A `BaseMachine` requires two things to be defined, its initial state and its action logic, which defines how to evolve the state and which output should be emitted when an input is received.
##### Defining the initial state
The initial state has type `InitialState state`, which is defined as
```haskell
data InitialState (state :: vertex -> Type) where
InitialState :: state vertex -> InitialState state
```
The `state` parameter is a type of kind `vertex -> Type`. It has a single constructor which requires a value of type `state vertex`.
In our example, we need to define a value of type `InitialState ExampleState` (`ExampleState` is a type of kind `ExampleVertex -> Type`, so it fits perfectly!). Hence, we need a value of type `ExampleState vertex` to construct it. Since `ExampleState` has three constructors, we have three options:
- storing an `Int` in the first vertex, with `FirstVertexState`
- storing a `String` in the second vertex, with `SecondVertexState`
- storing a `Bool` in the third vertex, with `ThirdVertexState`
For the sake of the example, let's say we pick the first option, and we define
```haskell
initialState = InitialState $ FirstVertexState 42
```
##### Defining the action logic
The last thing we need to define is how the machine should react to receiving an input. This is described by the `action` field which has the following type
```haskell
action
:: state initialVertex
-> input
-> ActionResult m topology state initialVertex output
```
In practice, for every possible state and received input, we need to define the final state and the emitted output. The type is a bit fancier because it is actually constraining the state transition to respect the `topology`. If we try to implement a transition which is not allowed by the topology, the code will simply fail to compile. Apart from that, `ActionResult` is just a newtype around a pair `(output, state finalVertex)`.
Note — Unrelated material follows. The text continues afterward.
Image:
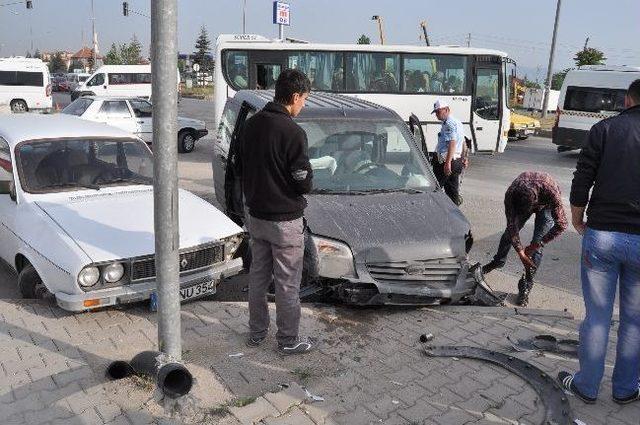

Concluding our example, we could implement action as follows
```haskell
action = \case
FirstVertexState i -> \input ->
if i > 10
then ActionResult (_, SecondVertexState (_ :: String))
else ActionResult (_, ThirdVertexState (_ :: Bool))
SecondVertexState s -> \input ->
ActionResult (_, ThirdVertexState (_ :: Bool))
ThirdVertexState b -> \input ->
ActionResult (_, ThirdVertexState (not b))
```
where we left some holes, which can be freely filled depending on the output type and the logic of the machine.
Notice that for the third vertex, we implemented our machine so that every transition would just end up in the same vertex. Such a transition is not explicitly included in our `ExampleTopology`. This still works because every trivial transition from a vertex to itself is always allowed.